He told Barak to wait in the courtyard and led me along a corridor, to one of the most magnificent dining halls I had ever seen, with a high hammer-beam ceiling of beautiful proportions. Portraits and a tapestry covered the walls, and the room looked over a carefully tended knot garden. Some of the pictures hung at an odd angle, however, and several chairs had been broken. A large, decorated porcelain vase had been knocked from the long polished table and smashed. Leaning over it, trying to pick up the pieces with her bandaged hands, was Jane Reynolds, as ever wearing a black dress, and a black French hood beneath which wisps of white hair showed. The steward said, ‘Master Reynolds is with Master Nicholas Sotherton. I cannot interrupt them.’ From a neighbouring room I could hear raised, angry voices. I said, scarcely daring to believe my luck, ‘It was Mistress Reynolds I wished to see.’
Jane Reynolds had stood up as the steward entered, introducing me as Master Overton. She stared at me with those cold, still blue eyes as I removed my cap and bowed. Her thin body held its usual rigid stiffness.
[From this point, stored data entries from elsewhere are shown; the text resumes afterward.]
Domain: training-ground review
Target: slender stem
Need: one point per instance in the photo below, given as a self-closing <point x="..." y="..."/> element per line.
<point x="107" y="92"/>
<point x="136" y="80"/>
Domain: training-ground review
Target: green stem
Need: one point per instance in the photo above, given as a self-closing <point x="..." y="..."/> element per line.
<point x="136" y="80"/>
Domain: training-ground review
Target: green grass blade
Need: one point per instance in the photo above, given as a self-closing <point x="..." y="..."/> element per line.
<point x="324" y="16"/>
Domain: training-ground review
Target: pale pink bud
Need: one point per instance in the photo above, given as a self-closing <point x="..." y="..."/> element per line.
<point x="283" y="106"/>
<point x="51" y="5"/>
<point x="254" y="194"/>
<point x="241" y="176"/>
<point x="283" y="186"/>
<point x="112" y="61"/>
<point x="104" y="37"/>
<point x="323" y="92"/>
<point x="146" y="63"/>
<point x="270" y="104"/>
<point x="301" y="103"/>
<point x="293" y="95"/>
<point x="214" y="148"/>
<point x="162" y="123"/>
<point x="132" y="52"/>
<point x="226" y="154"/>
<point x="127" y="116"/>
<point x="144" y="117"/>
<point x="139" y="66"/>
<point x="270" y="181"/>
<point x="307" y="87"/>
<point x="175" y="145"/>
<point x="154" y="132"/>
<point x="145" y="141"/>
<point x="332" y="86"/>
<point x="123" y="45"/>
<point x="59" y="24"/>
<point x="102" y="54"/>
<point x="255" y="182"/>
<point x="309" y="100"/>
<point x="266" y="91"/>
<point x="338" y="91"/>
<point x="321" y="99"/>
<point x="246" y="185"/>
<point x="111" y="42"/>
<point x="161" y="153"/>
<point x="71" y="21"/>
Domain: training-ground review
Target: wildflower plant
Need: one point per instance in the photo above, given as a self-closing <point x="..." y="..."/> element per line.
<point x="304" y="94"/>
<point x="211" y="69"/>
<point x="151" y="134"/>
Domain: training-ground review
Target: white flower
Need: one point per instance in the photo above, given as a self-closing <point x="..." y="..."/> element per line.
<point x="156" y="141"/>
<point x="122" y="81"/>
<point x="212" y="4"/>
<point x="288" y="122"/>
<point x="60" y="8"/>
She nodded to the steward to depart. She did not approach me, or ask me to sit, but put the shards of broken porcelain carefully on the table and stood beside them. ‘Master Shardlake?’ she asked in surprise.
‘Yes, madam. I am sorry to disturb you.’
‘Why did you pretend to be your young assistant?’
‘I thought otherwise you might not speak to me.’
I had expected her to be angry at my deception – most gentlewomen would have been furious – but she said only, ‘It would be better if you left.’ She cast a nervous glance at the door, behind which the argument seemed to be continuing.
‘It is about your poor daughter.’
She stared at me for a long moment, then something in her stance seemed to soften a little. ‘You care about what happened to her.’
‘I do.’
‘My husband is come to visit the Sothertons, to see what has happened to them. The city is falling apart around our ears, he says.’ She spoke evenly, as though she did not care. ‘He brought me to visit Mistress Sotherton, my relative, but, as with most people, a few minutes of my silent company were enough.’ For the first time I saw her smile, a bitter, crooked rictus. She continued, in the same cold, even tone. ‘It is said you have joined the rebels.’
‘I was taken prisoner on the road, and made to help Captain Kett with his trials. I have sought to ensure justice and mercy.’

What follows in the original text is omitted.